Il sondaggio si è focalizzato su emozioni e abitudini - con un particolare focus su strumenti di prevenzione e pratiche di sicurezza - e ha coinvolto più di 1.500 italiani dai 30 ai 74 anni. Ad impensierire, secondo l’indagine, sono principalmente i furti e i danni conseguenti all’intrusione (60%), più degli incidenti domestici  (55%) e delle conseguenze di eventi atmosferici avversi (49%). Ciò che è certo è che le donne si crucciano di gran lunga più degli uomini,  con valori fino anche a dieci punti percentuali più alti.

Le buone pratiche
Chiudere il rubinetto generale del gas (78%) e quello  dell’acqua (69%) sono pratiche abbastanza diffuse, ma meno di 1 italiano su 2 stacca tutte le forniture e le prese degli
elettrodomestici (43%). Quelli che staccano completamente l’energia elettrica sono meno del 30%.

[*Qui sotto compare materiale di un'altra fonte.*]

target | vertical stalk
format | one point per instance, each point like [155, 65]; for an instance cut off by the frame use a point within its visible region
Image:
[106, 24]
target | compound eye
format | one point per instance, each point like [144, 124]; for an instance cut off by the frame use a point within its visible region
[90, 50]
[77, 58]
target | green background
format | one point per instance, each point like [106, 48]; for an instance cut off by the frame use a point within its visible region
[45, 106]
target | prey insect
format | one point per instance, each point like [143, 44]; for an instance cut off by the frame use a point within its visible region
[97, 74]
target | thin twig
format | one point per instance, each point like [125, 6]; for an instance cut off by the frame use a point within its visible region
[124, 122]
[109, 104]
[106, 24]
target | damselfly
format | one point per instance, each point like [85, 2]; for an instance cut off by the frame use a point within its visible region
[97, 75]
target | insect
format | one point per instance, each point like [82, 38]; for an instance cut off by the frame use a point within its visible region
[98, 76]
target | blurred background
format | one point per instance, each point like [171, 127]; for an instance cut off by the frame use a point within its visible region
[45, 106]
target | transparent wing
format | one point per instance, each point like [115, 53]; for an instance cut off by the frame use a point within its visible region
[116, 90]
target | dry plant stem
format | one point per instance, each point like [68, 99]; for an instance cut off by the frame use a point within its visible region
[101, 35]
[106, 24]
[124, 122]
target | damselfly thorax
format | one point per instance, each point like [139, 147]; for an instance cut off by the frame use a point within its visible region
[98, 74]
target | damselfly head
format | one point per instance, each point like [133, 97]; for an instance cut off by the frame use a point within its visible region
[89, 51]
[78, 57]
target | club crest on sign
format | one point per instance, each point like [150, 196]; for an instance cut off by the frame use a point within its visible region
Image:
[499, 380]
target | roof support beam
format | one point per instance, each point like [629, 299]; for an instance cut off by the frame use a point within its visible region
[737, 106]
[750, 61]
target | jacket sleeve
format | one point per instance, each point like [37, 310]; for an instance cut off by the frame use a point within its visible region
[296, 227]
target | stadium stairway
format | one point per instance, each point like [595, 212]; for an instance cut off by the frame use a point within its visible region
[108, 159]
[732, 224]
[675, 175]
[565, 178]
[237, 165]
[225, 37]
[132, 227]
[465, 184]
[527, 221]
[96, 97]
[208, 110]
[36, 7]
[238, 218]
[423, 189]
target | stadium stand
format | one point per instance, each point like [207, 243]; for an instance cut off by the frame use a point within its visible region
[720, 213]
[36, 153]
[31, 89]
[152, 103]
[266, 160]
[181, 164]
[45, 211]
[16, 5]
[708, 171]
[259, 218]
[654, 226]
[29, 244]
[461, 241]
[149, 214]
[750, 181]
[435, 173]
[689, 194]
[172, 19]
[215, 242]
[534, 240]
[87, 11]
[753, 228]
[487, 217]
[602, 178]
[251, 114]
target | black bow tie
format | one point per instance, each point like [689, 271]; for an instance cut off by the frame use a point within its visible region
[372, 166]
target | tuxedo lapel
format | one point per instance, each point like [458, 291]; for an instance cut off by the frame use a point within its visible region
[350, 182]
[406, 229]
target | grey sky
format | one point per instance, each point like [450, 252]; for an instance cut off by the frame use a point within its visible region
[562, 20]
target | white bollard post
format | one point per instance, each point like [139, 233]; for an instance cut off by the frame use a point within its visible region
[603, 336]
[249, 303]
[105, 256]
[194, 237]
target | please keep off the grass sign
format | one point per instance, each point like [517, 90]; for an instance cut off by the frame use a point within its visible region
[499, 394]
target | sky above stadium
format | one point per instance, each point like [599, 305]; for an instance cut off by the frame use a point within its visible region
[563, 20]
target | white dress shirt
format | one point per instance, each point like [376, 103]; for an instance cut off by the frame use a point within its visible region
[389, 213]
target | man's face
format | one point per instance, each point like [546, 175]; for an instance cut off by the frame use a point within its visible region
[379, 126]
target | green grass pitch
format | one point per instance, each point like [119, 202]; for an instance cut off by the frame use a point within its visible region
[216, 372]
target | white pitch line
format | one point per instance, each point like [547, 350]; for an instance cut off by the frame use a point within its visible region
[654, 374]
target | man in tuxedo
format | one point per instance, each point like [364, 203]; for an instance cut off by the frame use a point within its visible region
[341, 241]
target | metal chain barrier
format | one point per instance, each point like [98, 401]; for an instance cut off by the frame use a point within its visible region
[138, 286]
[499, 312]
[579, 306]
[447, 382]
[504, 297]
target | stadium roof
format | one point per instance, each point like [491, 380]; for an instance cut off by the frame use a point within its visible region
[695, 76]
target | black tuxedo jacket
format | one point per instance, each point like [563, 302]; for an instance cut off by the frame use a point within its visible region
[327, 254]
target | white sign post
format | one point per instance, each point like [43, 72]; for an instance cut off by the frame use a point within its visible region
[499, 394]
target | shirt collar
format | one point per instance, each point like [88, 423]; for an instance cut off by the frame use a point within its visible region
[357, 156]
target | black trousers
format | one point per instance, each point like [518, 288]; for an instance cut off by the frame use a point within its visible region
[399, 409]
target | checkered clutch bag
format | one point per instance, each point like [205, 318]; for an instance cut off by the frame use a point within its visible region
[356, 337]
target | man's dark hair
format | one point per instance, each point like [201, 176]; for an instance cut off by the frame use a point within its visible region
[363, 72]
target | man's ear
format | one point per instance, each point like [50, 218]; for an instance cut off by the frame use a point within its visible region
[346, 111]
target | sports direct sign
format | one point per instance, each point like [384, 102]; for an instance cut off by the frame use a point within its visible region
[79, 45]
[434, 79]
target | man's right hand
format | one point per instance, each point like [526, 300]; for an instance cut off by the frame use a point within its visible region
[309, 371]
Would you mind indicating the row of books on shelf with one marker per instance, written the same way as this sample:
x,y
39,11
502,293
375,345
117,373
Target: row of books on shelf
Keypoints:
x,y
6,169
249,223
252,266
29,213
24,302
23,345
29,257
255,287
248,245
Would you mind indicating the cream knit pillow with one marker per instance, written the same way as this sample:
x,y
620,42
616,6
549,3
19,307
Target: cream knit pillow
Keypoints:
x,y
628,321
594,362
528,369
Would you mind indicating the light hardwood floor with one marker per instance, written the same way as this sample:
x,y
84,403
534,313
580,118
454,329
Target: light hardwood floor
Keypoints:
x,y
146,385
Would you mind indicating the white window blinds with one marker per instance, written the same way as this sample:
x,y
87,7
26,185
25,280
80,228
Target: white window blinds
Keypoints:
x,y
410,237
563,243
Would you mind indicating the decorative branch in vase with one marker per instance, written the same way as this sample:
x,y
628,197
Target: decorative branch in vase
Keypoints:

Un italiano su due non svuota il freezer
Buttare la spazzatura è prassi quasi per tutti (82%) ma, a fronte del  26% che prima di partire addirittura "lascia la casa come un gioiello", un italiano su 2 non svuota il freezer e non lava i panni  sporchi. I meno appassionati alla lavatrice? Gli uomini: solo il 43%  lava tutto prima di partire. C'è anche una piccola percentuale (3%) -  uomini e donne grossomodo in egual misura - la cui partenza ricorda  piuttosto una fuga: lascia la casa così come è.

 La prevenzione si basa principalmente sul "fai da te". Lasciare le chiavi a persone fidate perché passino a controllare è la strategia di prevenzione più diffusa (46%). Un italiano su 4  addirittura chiede ad amici o parenti di passare sistematicamente ad  accendere la luce e aprire le persiane, così che non ci si accorga che non c'è nessuno a casa. L’8% fa affidamento sul portiere.

Il 44% monta un impianto d'allarme
Il ricorso a sistemi d’allarme è segnalato dal 44% circa. Solo 3 su 10 circa si affidano all’assicurazione come strumento di tutela: in  particolare, il 27% conta su una copertura sulla casa "tradizionale", mentre una percentuale minima dichiara di aver scelto una soluzione assicurativa dotata di sensori antintrusione e per la rilevazione di  fumo ed allagamenti (4%).